The main cause of this fall was the economic downturn and rising unemployment, which caused a large drop in commuters using Dublin Bus. This dire situation was made worse by Government decisions that aimed to achieve savings through reduced bus fleets and subsidy levels, sacking staff and increasing fares. It was no surprise that the policy of simultaneously increasing fares while worsening services resulted in lower passenger demand and made Dublin Bus’s situation increasingly untenable.
Similar experiences across CIÉ prompted the announcement of a €36 million Government bailout in July 2012 to cover the financial shortfall.
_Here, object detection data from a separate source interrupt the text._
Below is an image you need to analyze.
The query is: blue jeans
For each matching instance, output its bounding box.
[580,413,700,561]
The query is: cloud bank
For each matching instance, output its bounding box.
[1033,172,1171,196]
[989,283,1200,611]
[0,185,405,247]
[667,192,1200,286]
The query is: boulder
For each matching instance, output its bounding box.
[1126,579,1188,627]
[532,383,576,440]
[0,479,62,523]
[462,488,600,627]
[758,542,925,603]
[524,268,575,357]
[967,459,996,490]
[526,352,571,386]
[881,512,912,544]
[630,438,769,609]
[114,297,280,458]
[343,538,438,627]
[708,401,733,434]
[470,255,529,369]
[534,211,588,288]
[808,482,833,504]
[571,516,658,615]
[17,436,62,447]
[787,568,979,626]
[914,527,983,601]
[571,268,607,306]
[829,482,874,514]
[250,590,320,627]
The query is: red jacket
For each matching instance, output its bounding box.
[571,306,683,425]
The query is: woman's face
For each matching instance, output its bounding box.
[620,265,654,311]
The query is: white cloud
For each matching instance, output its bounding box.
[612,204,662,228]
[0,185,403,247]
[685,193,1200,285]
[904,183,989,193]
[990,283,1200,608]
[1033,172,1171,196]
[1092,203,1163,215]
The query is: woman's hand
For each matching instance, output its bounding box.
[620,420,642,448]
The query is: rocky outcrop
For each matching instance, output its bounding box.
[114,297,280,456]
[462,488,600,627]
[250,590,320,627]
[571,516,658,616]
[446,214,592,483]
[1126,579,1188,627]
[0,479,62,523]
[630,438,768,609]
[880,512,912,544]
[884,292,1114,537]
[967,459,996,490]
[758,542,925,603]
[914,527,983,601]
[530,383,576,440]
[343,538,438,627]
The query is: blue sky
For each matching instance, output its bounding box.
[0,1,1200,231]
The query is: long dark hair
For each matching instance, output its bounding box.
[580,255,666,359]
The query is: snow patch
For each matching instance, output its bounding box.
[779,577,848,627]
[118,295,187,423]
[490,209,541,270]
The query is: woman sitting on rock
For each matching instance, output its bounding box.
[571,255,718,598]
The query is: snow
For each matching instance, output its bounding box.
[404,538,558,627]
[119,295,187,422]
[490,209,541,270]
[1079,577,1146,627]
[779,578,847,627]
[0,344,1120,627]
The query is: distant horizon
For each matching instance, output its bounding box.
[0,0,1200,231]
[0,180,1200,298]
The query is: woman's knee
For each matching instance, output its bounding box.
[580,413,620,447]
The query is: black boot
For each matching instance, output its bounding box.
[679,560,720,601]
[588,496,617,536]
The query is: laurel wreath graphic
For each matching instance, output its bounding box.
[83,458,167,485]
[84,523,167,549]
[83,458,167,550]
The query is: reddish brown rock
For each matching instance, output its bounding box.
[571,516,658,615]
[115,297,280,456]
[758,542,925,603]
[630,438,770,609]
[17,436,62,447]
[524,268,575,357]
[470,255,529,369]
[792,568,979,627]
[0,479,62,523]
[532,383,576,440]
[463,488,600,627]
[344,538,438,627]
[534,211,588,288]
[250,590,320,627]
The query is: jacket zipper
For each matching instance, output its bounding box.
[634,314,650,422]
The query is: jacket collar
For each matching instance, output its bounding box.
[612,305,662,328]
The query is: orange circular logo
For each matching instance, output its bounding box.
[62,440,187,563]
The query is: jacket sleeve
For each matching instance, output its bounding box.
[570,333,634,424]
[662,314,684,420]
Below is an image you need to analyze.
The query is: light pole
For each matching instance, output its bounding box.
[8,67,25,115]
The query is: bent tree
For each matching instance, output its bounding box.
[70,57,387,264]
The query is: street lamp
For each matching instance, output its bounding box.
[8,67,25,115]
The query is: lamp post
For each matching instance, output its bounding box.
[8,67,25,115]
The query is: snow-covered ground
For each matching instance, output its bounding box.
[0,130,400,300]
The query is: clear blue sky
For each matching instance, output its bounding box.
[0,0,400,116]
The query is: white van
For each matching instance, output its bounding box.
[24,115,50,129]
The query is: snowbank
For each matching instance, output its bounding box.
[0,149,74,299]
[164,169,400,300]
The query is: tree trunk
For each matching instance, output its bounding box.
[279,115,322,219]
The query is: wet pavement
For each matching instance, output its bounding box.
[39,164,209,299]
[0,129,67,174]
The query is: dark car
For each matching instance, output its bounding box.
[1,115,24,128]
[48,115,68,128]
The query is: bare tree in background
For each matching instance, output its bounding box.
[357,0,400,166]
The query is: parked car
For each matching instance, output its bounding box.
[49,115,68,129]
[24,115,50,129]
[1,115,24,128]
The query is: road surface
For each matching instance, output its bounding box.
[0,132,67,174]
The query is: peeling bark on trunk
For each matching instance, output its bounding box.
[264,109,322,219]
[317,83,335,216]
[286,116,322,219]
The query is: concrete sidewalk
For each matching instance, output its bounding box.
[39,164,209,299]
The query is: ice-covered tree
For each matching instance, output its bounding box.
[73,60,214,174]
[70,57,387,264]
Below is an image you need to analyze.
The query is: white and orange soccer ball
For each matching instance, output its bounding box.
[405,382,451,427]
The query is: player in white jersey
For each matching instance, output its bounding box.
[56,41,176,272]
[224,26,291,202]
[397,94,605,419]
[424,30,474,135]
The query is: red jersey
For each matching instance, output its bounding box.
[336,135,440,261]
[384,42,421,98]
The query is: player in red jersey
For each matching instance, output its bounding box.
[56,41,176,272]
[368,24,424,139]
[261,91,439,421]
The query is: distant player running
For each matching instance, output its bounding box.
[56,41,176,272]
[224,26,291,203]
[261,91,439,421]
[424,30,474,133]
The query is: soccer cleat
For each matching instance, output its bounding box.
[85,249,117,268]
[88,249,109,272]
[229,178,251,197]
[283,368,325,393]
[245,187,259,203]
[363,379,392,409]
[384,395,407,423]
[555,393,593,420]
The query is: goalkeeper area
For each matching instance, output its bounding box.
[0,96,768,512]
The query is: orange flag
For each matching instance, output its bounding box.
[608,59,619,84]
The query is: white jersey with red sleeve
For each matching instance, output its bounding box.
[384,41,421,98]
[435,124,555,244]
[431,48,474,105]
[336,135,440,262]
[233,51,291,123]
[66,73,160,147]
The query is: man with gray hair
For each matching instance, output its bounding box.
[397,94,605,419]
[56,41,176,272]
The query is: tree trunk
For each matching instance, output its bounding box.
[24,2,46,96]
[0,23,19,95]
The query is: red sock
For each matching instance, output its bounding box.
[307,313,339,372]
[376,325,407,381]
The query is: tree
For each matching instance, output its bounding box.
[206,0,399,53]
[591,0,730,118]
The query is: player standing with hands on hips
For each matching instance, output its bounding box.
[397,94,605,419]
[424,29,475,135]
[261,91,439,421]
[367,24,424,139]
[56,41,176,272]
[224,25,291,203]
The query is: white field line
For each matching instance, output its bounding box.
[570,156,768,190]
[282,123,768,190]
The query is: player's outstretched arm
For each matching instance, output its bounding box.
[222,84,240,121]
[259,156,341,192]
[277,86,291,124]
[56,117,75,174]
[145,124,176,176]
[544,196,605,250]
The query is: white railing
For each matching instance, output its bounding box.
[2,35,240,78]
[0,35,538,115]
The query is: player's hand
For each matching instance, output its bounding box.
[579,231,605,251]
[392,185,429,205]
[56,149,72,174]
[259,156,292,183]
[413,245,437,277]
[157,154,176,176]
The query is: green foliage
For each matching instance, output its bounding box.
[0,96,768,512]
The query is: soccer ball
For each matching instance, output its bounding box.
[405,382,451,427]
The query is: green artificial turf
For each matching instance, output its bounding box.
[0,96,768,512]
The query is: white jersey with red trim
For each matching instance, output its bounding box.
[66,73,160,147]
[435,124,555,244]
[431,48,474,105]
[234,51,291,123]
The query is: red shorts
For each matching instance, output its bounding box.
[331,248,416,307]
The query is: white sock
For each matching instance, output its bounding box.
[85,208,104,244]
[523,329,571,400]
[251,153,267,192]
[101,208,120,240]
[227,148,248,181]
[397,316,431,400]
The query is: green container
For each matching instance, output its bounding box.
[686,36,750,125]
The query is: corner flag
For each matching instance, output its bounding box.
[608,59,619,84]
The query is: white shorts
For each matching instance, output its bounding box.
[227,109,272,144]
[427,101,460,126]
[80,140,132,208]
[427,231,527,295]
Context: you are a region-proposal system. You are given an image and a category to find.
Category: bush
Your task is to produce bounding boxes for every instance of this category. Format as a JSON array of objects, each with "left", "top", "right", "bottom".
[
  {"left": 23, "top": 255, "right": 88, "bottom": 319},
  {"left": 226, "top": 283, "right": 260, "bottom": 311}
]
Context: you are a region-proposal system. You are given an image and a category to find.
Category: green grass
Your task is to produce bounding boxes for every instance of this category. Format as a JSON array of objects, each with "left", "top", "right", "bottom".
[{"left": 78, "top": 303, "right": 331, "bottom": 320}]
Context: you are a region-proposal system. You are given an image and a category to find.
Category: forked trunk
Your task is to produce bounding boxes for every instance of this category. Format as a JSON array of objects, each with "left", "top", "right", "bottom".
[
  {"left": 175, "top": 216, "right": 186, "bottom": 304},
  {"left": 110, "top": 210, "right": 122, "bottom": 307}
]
However, several months later, the Minister for Transport unilaterally reversed this decision and withdrew funding until a series of further ‘reforms’ were made, i.e. more staff cuts, price hikes and the sale of assets.
CIÉ worker Board Member, Bill McCamley, wrote to the Irish Examiner challenging this move stating that “CIÉ has yet again been made a political football” by the Minister who “chose to ignore these matters and has decided to ‘home in’ on cost-cutting negotiations” with “the implication that CIÉ is responsible for its financial woes.”
It is clear that: firstly the Government intends to ‘streamline’ CIÉ and strip away ‘non-essential’ assets to make it more attractive for a future private takeover; and secondly, that by pursuing a policy of blaming losses on an ‘uncooperative’ public sector rather than on wider circumstances, it intends to erode the reputation of CIÉ to gain public support for privatisation.
Opening up public transport to ‘competitive’ tendering is being done at the behest of EU directives that promote ‘controlled competition’ as the best approach to provide urban public transport. ‘Controlled competition’ or franchising has become popular after experiences in London, and some other EU cities, where this type of ‘regulated’ privatisation appeared to produce positive benefits in comparison to completely open competition. This type of franchising is likely to take two forms in Dublin:
– Profitable routes will be franchised to private companies while the remnants of the current network will continue to be served by Dublin Bus under heavy subsidy.
– The entire network will be broken up into individual routes franchised between multiple private operators, each with varying levels of subsidy.
While arguments in favour of applying the London model to Dublin are often mentioned, there are several reasons for caution. Firstly, London has a much larger and denser population that creates a critical mass of passengers, making public transport much more profitable to operate. London also has a much more extensive public transport network that operates on a higher level of subsidy, attracting greater numbers of passengers. Without these elements, it is likely that replacement private companies would end up in exactly the same situation as Dublin Bus and require an even higher level of subsidy.
The fragmentation of the Dublin Bus network would also make any future public transport improvements harder to implement because of the complexity of dealing with multiple companies rather than one single operator.
In recent years, improvements to bus infrastructure have greatly improved the quality of service provided by Dublin Bus. If current problems are primarily the result of external factors, there seems to be little to be gained through privatisation that could not be achieved through better policies.
It is also important to recognise that public transport plays a vital social role in providing working class areas with access to jobs and services. Any further decline in public transport provision through cuts, fare increases or privatisation will hit these communities the hardest.
Therefore it is vital that privatisation is resisted through well-informed, effective campaigning by CIÉ workers and those sections of the population opposed to the commodification of public transport. If these areas of support are galvanised into a strong anti-privatisation movement, then through the combination of public protest, trade union agitation and effective arguments, the Government’s privatisation agenda could be successfully challenged.